Having worked for a period of time in the micro-lending ‘business’, I can tell you from experience that it is all too easy to get banksters in on the action and thereby ruin a good thing.
I highly recommend micro-lending for average folks to begin small businesses, especially those who must begin ‘under the radar’ until such time as we see the direction that our economic collapse is going to take, and if there will be any viable business opportunities remaining to the people.
Yet the recent horrors perpetrated on the Grameen Bank, as reported in The Economist, have convinced me that there is no community with wealth or assets, no matter how small, that global banksters don’t want their hands in, and if they get them there, will ruin things for everyone involved. The very thinking processes of ‘investors’, politicians and banksters must change or they have NO PLACE in the field. Especially since it is usually their policies, their regulations, their profit motives that have guaranteed poverty and despair in the first place, their participation is absolutely questionable.
For micro-lending to work, it operates on VERY DIFFERENT PRINCIPLES than banking in general, and if it does not, it is doomed to failure. In the way that quantum physics is very different than physics, successful micro-lending is very different than macro-lending, and in my estimation, failures of micro-lending are far less damaging to the community than the larger type.
I could tell you some horror stories, and I might yet in the future.
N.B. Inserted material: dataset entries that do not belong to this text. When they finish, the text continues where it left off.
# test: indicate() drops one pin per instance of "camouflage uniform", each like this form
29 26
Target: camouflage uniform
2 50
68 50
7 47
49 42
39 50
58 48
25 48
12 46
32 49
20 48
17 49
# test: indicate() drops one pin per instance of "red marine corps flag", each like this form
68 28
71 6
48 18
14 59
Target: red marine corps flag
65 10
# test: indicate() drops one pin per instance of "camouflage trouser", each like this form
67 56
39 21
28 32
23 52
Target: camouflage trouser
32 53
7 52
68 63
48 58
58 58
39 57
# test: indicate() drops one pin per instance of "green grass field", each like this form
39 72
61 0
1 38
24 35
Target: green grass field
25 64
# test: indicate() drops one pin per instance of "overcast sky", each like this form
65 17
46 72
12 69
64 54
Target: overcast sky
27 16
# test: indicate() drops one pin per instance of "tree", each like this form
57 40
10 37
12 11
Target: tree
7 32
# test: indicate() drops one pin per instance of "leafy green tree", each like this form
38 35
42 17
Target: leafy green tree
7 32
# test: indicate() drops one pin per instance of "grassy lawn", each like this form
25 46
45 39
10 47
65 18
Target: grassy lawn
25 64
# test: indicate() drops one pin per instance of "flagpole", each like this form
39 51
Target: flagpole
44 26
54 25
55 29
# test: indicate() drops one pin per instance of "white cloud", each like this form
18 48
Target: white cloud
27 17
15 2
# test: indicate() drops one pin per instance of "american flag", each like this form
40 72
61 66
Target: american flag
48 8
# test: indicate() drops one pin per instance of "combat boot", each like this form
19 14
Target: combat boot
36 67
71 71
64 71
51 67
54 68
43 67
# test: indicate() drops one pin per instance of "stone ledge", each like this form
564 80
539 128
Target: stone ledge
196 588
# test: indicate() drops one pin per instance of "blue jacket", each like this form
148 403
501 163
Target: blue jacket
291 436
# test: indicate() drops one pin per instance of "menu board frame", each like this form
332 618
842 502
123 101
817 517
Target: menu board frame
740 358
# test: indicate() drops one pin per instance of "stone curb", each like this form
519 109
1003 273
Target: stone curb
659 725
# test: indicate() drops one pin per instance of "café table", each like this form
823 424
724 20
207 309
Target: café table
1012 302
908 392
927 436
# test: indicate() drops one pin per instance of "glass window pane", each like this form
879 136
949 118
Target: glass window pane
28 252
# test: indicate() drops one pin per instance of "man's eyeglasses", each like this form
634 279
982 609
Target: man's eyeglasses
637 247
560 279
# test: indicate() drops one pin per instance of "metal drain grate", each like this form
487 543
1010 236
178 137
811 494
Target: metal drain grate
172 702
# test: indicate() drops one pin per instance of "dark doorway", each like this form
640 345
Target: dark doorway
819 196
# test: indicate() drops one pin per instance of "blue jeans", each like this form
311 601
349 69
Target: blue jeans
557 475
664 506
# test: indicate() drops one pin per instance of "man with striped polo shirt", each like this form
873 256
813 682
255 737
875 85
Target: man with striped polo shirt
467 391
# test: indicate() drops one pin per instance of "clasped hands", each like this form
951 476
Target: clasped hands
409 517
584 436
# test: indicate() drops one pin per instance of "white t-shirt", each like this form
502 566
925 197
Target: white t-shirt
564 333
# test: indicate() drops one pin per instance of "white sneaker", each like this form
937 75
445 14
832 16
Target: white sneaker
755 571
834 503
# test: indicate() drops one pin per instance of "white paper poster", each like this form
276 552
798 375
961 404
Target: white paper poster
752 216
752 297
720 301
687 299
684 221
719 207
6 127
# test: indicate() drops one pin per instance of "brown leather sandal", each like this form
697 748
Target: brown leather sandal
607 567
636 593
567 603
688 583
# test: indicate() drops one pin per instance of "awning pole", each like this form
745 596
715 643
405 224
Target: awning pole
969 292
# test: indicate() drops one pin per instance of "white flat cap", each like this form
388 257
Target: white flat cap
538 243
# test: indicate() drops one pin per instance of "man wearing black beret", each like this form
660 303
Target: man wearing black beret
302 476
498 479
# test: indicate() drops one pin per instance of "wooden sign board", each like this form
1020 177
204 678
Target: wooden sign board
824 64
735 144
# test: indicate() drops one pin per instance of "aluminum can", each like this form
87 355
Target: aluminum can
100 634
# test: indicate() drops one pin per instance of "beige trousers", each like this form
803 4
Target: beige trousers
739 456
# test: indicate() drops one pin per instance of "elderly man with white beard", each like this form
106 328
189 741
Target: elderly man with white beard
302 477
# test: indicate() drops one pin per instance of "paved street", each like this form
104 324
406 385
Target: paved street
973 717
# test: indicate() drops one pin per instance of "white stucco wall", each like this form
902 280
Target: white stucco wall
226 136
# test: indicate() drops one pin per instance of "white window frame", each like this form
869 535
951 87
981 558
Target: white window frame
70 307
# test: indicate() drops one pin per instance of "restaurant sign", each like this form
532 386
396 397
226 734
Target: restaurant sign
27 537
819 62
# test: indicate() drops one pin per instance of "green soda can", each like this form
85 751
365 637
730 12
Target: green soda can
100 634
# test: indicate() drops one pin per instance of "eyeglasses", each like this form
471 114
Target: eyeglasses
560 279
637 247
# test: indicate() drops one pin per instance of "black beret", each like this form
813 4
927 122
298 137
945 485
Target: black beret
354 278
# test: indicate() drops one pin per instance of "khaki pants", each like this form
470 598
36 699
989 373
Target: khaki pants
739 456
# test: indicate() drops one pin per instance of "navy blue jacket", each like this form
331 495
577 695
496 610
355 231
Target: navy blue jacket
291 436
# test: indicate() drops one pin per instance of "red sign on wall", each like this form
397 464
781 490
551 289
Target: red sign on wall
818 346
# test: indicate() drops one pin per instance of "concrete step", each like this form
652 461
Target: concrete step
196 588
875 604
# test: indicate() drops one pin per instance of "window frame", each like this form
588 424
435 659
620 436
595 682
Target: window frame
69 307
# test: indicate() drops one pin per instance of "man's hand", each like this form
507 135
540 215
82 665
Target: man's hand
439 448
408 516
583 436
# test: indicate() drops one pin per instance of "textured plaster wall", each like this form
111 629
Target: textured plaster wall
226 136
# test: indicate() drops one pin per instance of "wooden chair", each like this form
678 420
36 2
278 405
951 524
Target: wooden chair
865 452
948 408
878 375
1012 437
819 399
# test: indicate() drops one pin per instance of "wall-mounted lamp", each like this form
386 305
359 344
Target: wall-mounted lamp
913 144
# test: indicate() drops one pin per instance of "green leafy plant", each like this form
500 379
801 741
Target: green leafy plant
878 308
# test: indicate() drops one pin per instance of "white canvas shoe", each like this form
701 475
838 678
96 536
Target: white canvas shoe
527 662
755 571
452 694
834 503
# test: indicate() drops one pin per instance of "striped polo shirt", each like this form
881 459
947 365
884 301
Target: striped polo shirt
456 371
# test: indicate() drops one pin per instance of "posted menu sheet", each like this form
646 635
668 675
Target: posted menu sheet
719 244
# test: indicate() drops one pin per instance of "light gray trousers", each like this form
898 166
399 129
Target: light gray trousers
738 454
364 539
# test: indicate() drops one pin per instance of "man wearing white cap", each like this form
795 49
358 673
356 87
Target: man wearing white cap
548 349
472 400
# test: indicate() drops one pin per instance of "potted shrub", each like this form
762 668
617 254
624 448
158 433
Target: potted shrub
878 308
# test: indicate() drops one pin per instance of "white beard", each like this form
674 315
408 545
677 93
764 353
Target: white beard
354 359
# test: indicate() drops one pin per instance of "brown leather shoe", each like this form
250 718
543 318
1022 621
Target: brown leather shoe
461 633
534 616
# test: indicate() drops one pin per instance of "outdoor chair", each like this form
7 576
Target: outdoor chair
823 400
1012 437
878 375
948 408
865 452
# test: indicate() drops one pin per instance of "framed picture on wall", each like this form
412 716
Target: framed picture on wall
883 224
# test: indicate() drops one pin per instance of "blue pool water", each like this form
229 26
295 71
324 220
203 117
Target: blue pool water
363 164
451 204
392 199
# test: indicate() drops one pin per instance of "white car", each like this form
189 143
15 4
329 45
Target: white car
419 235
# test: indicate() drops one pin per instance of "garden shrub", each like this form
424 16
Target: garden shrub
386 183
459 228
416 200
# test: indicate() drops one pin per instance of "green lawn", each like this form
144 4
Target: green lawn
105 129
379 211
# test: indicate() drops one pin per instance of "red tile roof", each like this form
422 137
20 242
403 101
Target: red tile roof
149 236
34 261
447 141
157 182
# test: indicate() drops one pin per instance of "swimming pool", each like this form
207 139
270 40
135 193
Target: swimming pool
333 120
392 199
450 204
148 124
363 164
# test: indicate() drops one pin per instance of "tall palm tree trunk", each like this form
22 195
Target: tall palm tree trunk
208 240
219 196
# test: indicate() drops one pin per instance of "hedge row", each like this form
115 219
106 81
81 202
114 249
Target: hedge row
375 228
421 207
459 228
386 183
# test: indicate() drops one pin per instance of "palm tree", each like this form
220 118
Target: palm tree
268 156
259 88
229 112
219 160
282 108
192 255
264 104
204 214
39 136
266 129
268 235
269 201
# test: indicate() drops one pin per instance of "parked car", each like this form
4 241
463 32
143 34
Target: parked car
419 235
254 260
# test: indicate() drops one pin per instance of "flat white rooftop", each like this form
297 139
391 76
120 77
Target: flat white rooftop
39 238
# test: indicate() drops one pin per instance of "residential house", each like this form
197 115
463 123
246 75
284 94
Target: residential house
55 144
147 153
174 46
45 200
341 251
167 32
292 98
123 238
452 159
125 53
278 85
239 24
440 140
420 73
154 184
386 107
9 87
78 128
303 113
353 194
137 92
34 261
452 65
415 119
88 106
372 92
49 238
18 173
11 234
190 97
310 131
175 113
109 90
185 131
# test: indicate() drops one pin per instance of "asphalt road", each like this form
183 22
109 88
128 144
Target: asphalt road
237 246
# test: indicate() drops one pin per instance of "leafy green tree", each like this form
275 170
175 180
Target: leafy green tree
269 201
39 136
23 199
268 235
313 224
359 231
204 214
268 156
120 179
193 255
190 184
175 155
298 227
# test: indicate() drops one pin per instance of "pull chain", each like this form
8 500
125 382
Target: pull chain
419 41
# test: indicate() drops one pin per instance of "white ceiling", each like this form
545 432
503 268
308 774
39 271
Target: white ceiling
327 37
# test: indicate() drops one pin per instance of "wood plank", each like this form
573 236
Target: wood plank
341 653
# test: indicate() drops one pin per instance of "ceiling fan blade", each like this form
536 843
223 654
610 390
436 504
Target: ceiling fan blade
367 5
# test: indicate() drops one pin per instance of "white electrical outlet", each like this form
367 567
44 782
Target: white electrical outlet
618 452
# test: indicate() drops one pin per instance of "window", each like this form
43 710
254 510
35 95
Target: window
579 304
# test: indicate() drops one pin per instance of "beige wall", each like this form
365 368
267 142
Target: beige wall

But suffice it to say that in any dealings I had with banks, for the benefit of the small businesses that we were developing, the BANKS NEVER GROKKED THE PRINCIPLES. No matter how many ways it was presented, no matter how varied, creative and clear the principles, it appeared to me that the bankers simply had blinders on and could never bridge the gap. They could never get their minds around ‘benefitting the citizenry.’
So alas for Muhammed Yunus, whose global acclaim got him the wrong attention, it looks as though the financial ‘interests’ will be taking him down rather than seeking understanding, are looking to seize such assets and wealth that Grameen Bank had generated, and poverty will return to small communities that were actually making some headway against it.